At this point I was about to fill the ice cube tray with water, slide it into the freezer, and try desperately to forget I was now in the business of cyrogenics. However, a more experienced baby-freezer than I wandered into the kitchen and informed me that I was about to freeze the babies the wrong way. Newsflash: there are right and wrong ways to freeze babies. Why didn't they teach us that at Willamette?
Apparently, you should start by filling the trays only half-full of water. Then you freeze them and they come out looking like this. This "technique" prevents the babies from floating to the top of the ice cube. We'll talk more about floaters later. Now you top off the tray, and freeze again. When you remove the finished product from the freezer, you find this horrifying sight:
Is anyone else thinking "aftermath of the Titanic"? Cause that's what I was thinking.
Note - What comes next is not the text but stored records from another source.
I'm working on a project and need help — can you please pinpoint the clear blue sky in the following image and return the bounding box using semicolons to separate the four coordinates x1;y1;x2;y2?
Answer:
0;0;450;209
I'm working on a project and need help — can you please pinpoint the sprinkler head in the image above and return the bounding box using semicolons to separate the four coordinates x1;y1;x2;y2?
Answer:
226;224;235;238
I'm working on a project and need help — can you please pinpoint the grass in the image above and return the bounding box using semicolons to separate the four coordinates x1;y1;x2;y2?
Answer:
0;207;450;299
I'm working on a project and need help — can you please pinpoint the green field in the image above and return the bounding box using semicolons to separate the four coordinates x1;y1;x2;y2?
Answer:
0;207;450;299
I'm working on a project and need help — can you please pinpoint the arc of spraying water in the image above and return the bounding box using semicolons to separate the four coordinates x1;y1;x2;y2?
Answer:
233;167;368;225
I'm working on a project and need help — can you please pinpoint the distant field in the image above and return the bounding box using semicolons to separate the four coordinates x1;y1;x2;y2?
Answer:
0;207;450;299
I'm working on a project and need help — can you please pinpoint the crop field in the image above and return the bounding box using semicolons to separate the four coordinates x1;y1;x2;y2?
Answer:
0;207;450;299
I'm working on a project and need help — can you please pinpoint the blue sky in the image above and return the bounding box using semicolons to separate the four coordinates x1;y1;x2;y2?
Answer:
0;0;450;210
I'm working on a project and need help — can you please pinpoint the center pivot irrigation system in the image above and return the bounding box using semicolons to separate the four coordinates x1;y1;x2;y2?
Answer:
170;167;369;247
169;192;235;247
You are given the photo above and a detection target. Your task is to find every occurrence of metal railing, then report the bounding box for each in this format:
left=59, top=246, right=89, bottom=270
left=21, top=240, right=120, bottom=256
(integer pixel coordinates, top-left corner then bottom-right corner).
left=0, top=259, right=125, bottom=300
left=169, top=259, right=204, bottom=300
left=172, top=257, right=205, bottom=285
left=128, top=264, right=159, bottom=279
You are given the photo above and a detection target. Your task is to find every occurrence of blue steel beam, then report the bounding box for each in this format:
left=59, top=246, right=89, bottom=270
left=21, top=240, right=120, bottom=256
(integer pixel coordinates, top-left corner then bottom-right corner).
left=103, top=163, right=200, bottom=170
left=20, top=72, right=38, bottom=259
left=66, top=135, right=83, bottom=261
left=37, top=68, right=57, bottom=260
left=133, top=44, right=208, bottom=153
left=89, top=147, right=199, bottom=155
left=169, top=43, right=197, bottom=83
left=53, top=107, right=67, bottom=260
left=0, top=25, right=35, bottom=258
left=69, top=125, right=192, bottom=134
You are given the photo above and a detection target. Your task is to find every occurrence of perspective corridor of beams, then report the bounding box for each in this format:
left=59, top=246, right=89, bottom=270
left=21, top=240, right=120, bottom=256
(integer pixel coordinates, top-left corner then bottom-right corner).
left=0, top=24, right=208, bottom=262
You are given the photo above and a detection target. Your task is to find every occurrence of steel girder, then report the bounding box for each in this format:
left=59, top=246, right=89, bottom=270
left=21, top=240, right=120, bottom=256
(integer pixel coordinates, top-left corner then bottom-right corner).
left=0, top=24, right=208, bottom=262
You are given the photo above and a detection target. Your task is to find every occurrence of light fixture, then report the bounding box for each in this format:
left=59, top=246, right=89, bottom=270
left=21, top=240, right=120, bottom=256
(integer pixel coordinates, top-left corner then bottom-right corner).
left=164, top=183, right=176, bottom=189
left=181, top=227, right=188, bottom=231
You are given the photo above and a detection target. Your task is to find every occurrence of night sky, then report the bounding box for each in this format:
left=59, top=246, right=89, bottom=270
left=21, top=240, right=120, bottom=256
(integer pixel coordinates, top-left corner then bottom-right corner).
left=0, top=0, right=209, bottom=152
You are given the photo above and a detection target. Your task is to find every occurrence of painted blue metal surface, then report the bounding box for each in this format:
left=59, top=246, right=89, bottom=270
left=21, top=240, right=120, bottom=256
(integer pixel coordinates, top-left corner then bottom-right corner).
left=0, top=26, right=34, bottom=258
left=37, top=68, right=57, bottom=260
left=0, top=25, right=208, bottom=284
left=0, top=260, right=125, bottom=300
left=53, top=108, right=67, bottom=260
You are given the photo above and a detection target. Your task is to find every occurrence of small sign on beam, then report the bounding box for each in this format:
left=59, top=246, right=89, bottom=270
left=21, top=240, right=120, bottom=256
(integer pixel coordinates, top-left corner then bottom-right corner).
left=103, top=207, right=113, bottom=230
Shudder.
I will say that the protruding appendeges did make it easier to remove the babies from the tray. Now there's a silver lining. They are tong-ready!
Once we removed all the babies from their trays we realized that guests already had drinks in their hands and would need to be served their frozen babies. Want to guess whose job it was to circulate through the party plopping baby-sicles into people's drinks? Yeppers! Head Weirdo to the rescue. You have no idea how difficult it is to work this in to casual converstaion. "Hi! Lovely to see you! Thanks so much for coming. May I freshen your drink?" Sploosh.
Now the real fun begins. The game is a contest. Guests must watch the baby (now floating around their champagne) as it melts. The first guest whose "water breaks" (or "baby-sicle thaws") wins the game! Such fun! In the meantime, you stare down at a floater. Not weird at all.
The saddest part came after the fact. We had more babie-sicles than guests and had to leave all these guys in the sink to melt.
Gives a whole new meaning to sending the baby to time-out doesn't it? And a good time was had by all!
3 comments:
Ok, seriously cracking up over this post!! You had me laughing out loud several times while I was reading...such a cleaver girl you are... :) Thank you for making frozen babies for my shower - it was very funny to play!!
LOVE this post! Thanks for making me smile!
Is this related to the frozen chozen?